I have expected to kill myself for the last three months, finishing an addition to my work on the origin and changes of the French civil law. It will take only three hours to read it; but, I assure you, it has been such a labor to me, that my hair has turned white under it all.
Finally it touches nadir:
It [his work] has almost cost me my life; I must rest; I can work no more.
My candles are all burned out; I have set off all my cartridges.
When Montesquieu died, only Diderot, among Parisian men of letters, followed him to his tomb.
Belonging to an entirely different world, literary, social, political, from that in which Montesquieu flourished—more than one full century, and that a French century, had intervened—was a man kindred in genius with him, to whom, for the double reason that his intellectual rank deserves it, and that the subject of his principal work is one to command especially the interest of Americans, we feel compelled to devote serious, though it must be hastening, attention. We refer to Alexis de Tocqueville, the author of that famous book, “Democracy in America.” We can most conveniently discharge our duty by letting their likeness in intellectual character and achievement bridge for us the chasm of time between the two men, and thus considering the later in conjunction here with the earlier author.
“Democracy in America” is a most remarkable book to have been, as in fact it was, the production of a young man of thirty. It was the fruit of a tour in the United States undertaken by the writer ostensibly to visit in an official capacity the prisons of the new nation that France had helped create, in a kind of counterpoise to England, on this side of the Atlantic. The inquisitive young French inspector inspected much more than the prison system of the lusty infant republic. He observed and studied American institutions and manners at large, in order to lay a base line for the boldest speculative triangulation into the probable political future of the world.
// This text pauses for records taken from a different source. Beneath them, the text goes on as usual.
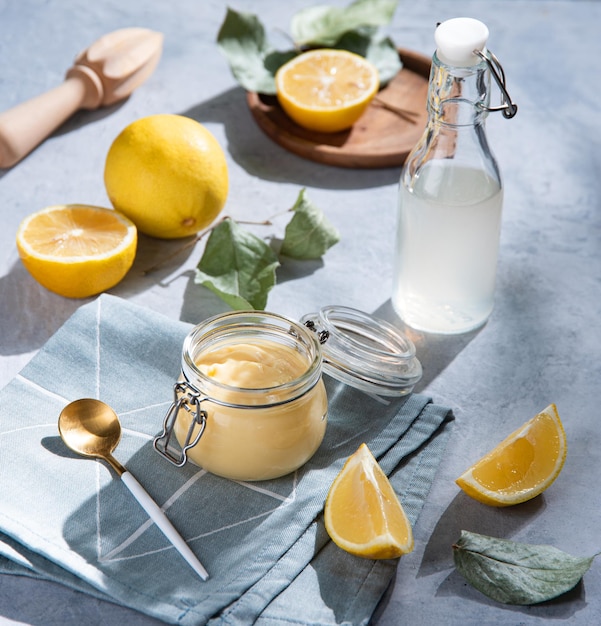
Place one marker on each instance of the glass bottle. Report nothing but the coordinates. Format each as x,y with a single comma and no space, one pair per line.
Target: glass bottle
450,192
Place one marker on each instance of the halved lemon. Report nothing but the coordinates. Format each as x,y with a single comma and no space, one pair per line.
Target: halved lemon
77,250
522,466
362,512
326,90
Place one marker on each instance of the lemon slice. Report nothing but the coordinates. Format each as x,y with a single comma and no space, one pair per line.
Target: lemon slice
362,512
522,466
77,250
326,90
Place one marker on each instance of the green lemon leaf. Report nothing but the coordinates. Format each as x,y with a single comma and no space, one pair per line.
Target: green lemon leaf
308,234
380,52
237,266
252,61
324,25
517,573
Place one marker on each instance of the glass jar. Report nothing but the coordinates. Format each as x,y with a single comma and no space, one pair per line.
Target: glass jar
251,403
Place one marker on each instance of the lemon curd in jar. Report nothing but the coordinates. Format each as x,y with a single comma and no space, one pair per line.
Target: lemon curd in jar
263,396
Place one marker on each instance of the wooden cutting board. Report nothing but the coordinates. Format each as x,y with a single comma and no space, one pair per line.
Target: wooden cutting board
384,135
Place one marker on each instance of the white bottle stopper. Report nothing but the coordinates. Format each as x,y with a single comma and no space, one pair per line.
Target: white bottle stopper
456,40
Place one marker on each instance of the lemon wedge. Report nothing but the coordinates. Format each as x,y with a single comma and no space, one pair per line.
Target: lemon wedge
362,512
522,466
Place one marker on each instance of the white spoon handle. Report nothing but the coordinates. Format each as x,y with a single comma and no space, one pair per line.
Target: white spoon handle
160,519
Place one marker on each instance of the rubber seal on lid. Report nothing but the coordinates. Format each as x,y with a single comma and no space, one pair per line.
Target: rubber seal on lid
456,40
365,352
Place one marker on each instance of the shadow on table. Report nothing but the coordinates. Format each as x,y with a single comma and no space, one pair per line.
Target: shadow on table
261,157
563,607
30,313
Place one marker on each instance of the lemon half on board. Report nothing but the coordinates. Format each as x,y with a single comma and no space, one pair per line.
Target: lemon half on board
326,90
362,512
522,466
77,250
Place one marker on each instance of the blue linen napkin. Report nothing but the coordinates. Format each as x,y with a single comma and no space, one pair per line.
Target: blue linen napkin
69,520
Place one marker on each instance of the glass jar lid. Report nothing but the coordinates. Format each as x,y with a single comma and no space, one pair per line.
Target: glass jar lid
365,352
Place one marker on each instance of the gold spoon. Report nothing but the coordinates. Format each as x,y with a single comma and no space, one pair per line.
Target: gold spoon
91,428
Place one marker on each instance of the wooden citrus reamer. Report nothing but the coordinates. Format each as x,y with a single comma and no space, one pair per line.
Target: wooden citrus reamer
106,72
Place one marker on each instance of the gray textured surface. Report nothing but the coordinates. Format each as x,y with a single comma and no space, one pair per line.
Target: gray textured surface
542,344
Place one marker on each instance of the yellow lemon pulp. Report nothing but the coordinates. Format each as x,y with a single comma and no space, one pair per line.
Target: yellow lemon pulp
522,466
77,250
326,90
168,174
362,512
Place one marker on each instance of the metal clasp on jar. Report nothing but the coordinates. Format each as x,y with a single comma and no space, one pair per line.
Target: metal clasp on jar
186,398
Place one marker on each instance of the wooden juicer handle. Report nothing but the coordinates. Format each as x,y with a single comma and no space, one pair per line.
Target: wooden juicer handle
106,72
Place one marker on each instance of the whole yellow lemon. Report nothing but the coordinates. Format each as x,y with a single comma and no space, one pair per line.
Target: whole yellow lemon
168,174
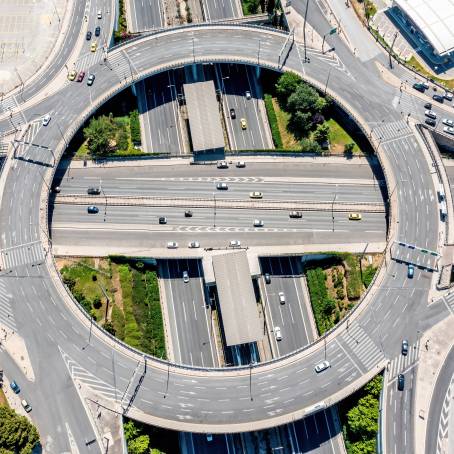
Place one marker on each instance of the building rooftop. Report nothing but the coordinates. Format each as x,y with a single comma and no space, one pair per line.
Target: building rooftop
204,116
435,19
240,318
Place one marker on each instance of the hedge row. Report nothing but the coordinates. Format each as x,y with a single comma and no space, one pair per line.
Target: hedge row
272,119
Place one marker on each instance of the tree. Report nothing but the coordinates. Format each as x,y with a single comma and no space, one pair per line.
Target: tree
285,86
139,445
321,134
17,434
99,134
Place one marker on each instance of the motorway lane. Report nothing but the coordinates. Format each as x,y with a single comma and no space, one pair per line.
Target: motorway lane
189,313
234,81
292,317
289,376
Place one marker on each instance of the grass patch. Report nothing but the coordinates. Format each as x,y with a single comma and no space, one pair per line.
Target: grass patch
134,305
339,137
359,415
272,119
336,284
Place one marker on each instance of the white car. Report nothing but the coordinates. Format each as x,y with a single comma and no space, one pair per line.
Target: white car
46,119
282,297
277,333
320,367
222,165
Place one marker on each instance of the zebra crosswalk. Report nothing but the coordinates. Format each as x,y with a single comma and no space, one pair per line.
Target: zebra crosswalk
79,374
402,363
391,130
362,346
6,310
23,254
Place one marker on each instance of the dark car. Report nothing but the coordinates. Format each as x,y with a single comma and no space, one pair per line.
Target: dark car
419,87
93,191
15,387
92,209
400,382
91,79
404,349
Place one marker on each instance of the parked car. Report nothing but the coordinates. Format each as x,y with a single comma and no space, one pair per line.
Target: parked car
282,297
46,119
92,209
277,333
430,114
15,387
320,367
404,349
401,382
91,79
222,165
26,405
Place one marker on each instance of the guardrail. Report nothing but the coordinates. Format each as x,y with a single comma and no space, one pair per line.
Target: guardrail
66,137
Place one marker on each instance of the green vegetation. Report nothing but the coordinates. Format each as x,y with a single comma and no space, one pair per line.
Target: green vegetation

Tocqueville held the belief that democracy, as a system of government, was destined to prevail universally. He wrote his observations and reflections, and he made his guesses, primarily for the instruction of France. So confident was his conviction on the subject of democratic destiny for his own country at least, that, while as yet the apparently profound peace was undisturbed of the monarchical reaction under Louis Philippe, he predicted an impending revolution; predicted in fact the revolution which actually occurred in 1848. France, after that date, both during the prophet’s life, and subsequently to his death, experienced her vibrations from, one form of government to another; but no one can now deny that thus far the resultant tendency is in favor of Tocqueville’s bold speculative forecast of the political future of his nation. The same thing is true, we think, more broadly, of the world in general; and of this Brazil apparently furnishes a striking late instance in confirmation.
“Democracy in America” is a classic in literature. Its credit is highest with those best qualified to form a judgment. But its fame is universal. It associates its author in rank of genius with the foremost political philosophers of the world—with Machiavelli, with Montesquieu, with Burke. Every American aiming at a political career, every American journalist having to discuss political subjects should be familiar with this book. Mr. Bryce’s more recent work on the United States, which has sprung so suddenly into such commanding fame, by no means supersedes, though it does most usefully supplement, the monumental treatise of Tocqueville—a name generally miscalled “De Tocqueville.”
Of Alexis de Tocqueville’s life it need only be said that, sprung of a noble French family, he ran a respectable, though neither a brilliant, nor a very influential, career in the politics of his country; until, discontented with the second empire, that of the usurper, Louis Napoleon, he retired, about 1851, from public service and devoted himself to labor with the pen. His second chief work was “The Ancient Régime,” published in 1856, three years before his death.